President Trump’s speech in Arizona on Tuesday night was broadcast by the enemy: Trump devoted almost half of his roughly 70-minute campaign rally to attacking the news organizations who were dutifully reporting his attacks on them. Trump unleashed invective against “the very dishonest media.” They are “crooked”; “bad people”; they “don’t like our country”; they are “the source of division in our country.” Who was he thinking of?
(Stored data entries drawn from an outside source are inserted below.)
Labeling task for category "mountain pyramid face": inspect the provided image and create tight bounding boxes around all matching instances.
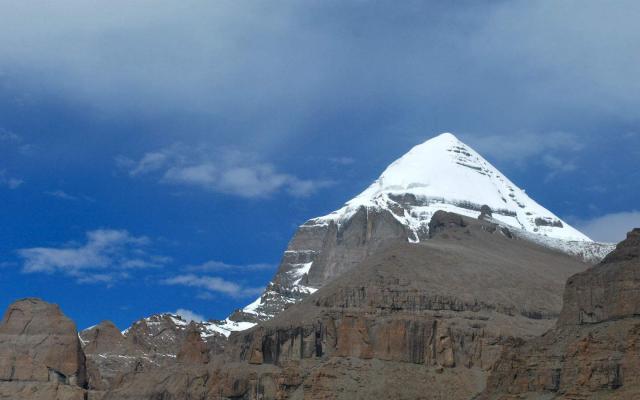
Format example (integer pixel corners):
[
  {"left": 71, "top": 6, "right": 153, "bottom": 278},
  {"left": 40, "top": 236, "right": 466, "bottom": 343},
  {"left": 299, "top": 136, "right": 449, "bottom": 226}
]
[
  {"left": 321, "top": 132, "right": 588, "bottom": 242},
  {"left": 227, "top": 132, "right": 611, "bottom": 327}
]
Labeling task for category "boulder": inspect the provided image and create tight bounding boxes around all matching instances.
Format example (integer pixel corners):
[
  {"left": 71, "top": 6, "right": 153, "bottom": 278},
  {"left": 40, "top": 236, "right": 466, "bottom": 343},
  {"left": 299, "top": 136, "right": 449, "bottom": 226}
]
[{"left": 0, "top": 298, "right": 87, "bottom": 399}]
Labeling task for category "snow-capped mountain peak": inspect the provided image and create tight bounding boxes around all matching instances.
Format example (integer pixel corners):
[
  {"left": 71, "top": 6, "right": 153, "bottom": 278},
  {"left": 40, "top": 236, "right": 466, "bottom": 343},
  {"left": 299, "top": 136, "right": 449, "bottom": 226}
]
[
  {"left": 316, "top": 132, "right": 590, "bottom": 242},
  {"left": 213, "top": 132, "right": 611, "bottom": 333}
]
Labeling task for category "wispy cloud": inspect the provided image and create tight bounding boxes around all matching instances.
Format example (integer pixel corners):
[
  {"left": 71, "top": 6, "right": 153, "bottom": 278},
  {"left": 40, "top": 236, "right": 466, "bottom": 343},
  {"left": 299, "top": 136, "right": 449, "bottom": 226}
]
[
  {"left": 328, "top": 156, "right": 355, "bottom": 166},
  {"left": 18, "top": 229, "right": 169, "bottom": 284},
  {"left": 0, "top": 170, "right": 23, "bottom": 189},
  {"left": 0, "top": 129, "right": 21, "bottom": 142},
  {"left": 162, "top": 274, "right": 263, "bottom": 298},
  {"left": 118, "top": 145, "right": 333, "bottom": 198},
  {"left": 45, "top": 190, "right": 95, "bottom": 202},
  {"left": 186, "top": 260, "right": 274, "bottom": 272},
  {"left": 541, "top": 154, "right": 578, "bottom": 182},
  {"left": 46, "top": 190, "right": 77, "bottom": 200},
  {"left": 465, "top": 131, "right": 586, "bottom": 180},
  {"left": 0, "top": 128, "right": 33, "bottom": 155},
  {"left": 573, "top": 211, "right": 640, "bottom": 243},
  {"left": 173, "top": 308, "right": 205, "bottom": 323},
  {"left": 467, "top": 131, "right": 584, "bottom": 164}
]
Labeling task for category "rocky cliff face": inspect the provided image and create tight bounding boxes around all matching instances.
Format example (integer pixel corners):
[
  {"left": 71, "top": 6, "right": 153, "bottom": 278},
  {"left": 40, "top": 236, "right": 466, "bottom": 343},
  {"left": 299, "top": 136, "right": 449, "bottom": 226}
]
[
  {"left": 481, "top": 228, "right": 640, "bottom": 399},
  {"left": 99, "top": 213, "right": 591, "bottom": 400},
  {"left": 0, "top": 298, "right": 86, "bottom": 400},
  {"left": 243, "top": 206, "right": 411, "bottom": 322}
]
He cited ABC’s “little” George Stephanopoulos by name, but the primary target was CNN, which was castigated so frequently, the Arizona crowd chanted, “CNN sucks.”
The president casually lied to the crowd, pointing over their heads at the cameras trained on him, saying, “They’re turning those red lights off fast. … Oh, those cameras are going off” — the message being, the media stops broadcasting him when he says something hostile to the media. This was false, of course. Arch-enemy CNN carried the whole speech; even if you’re cynical, wouldn’t you know Trump was wrong, if only because this was, on some level, free publicity for CNN?
“They’re very nervous to have me on live television,” he said. No: TV news executives are constantly trying to get Trump in front of live cameras, because they know he’ll say something — well, interesting is the polite way of putting it.
Once he concluded, CNN’s Don Lemon took the bait. “A total eclipse of the facts,” was Lemon’s description of the speech. “There was no sanity there,” he said. “Unhinged.” “Madness.” “If you watched that speech, as an American, you had to be thinking, What in the world is going on? This is the person we elected?” Lemon’s hostility was nearly equal to Trump’s — indeed, sometimes the only reason Trump’s seemed worse was because he got to shout his accusations, and Lemon was stuck using his indoor voice in a CNN studio. As usual, CNN was doing itself no favors with its viewing audience by positioning Lemon as a news anchor reporting on an event while also editorializing incessantly.
Trump hurled a lot of other insults at other targets, chiefly “obstructionist” Democrats and John McCain, whom he did not name but about whom Trump bellowed over and over, “One vote, one vote” — a reference to McCain’s health care reform bill killer. But it was the media against whom he held a greater grudge. Saying he didn’t want to bore them, Trump proceeded to bore his followers by reading selected passage of his responses to the horrible events Charlottesville, whining about how the media covered him.
A lot of people continue to buy into the notion that no news source other than Fox News covers Trump accurately, and Trump was slavish in his praise on Tuesday. Fox is “very fair” to him; Fox & Friends is “the best show in the morning,” and Sean Hannity — well, “How about that Hannity? Great guy.” Trump’s businessman view of the press — it’s great when they’re positive, they’re bums when they’re skeptical — just keeps eroding public trust. Soon after Trump concluded, the writer Tom Carson tweeted, “You young people will never know what a beautiful country this was before Trump came along.” The president of the United States’ words on Tuesday just made the country a little uglier.